Generate inter-annotator stats

The script interannotator_stats.R is used to generate Krippendorff's alpha coefficient (to calculate inter-annotator reliability over the entire video) and Fleiss' kappa (to calculate inter-annotator agreement on a per-phase basis). It uses the annotation data extracted into multiple_annotator.csv. It also requires the phase_factors.csv generated in previous portions of the readme in order to translate phase names and order then by user preference. Each second is treated as a different "diagnosis" by an annotator and compared then between annotators.
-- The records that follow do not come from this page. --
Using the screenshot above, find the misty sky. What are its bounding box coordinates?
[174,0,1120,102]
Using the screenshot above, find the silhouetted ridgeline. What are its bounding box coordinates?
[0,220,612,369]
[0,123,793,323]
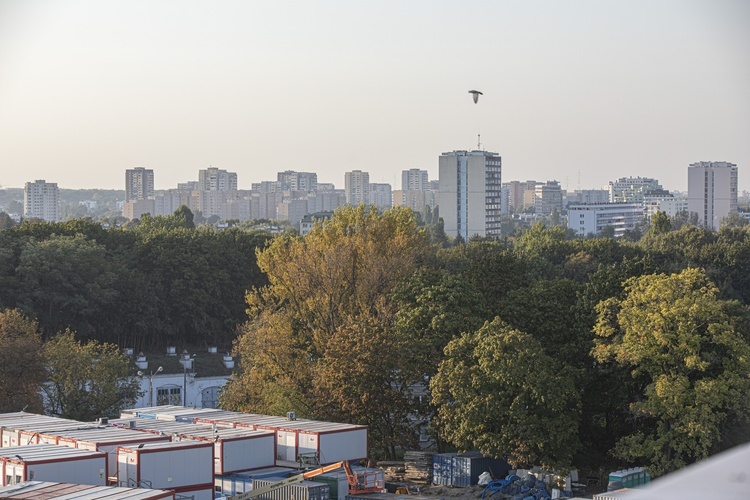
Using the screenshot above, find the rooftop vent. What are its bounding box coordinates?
[224,353,234,370]
[135,352,148,370]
An example invocation that calculates the statistics and outputs Fleiss' kappa into fleiss.csv and Krippendorff's alpha into kripp.csv is below:

interannotator_stats.R -f fleiss.csv -k kripp.csv phase_factors.csv \
    multiple_annotators.csv 

Of note, to keep things consistent across calculation of Krippendorff's alpha and Fleiss' kappa, we now count "Idle" aka "NA" time the same across the two groups. Before in the Fleiss' kappa these times were not included for the calculations. You will notice slightly different results compared to our paper's table (in particular, Overall Fleiss' kappa is the same as the Krippendorf's alpha, as anticipated).

Model Results

The following section will show you how to perform the following:

  1. Generate individual and side-by-side surgical fingerprint plots for each video in the test set (eg Fig 3 in the paper)
  2. Generate performance across phases statistics (per video in test set and all videos combined) (eg Table 3 in the paper)
  3. Generate a confusion matrix per video and across all videos in the test set (eg Fig 4 in the paper)
  4. Generate performance across phase-duration statistics on user-specified duration intervals (eg Table 4 in the paper)

As in previous sections, calculations are done from a csv/tsv file, in this instance, it's one tsv file per video in the test set for the model. I will outline the structure of that tsv file and also show how, from our typical model's output, you can generate the tsv file. Then I will show how to generate the figures and statistics from the tsv files.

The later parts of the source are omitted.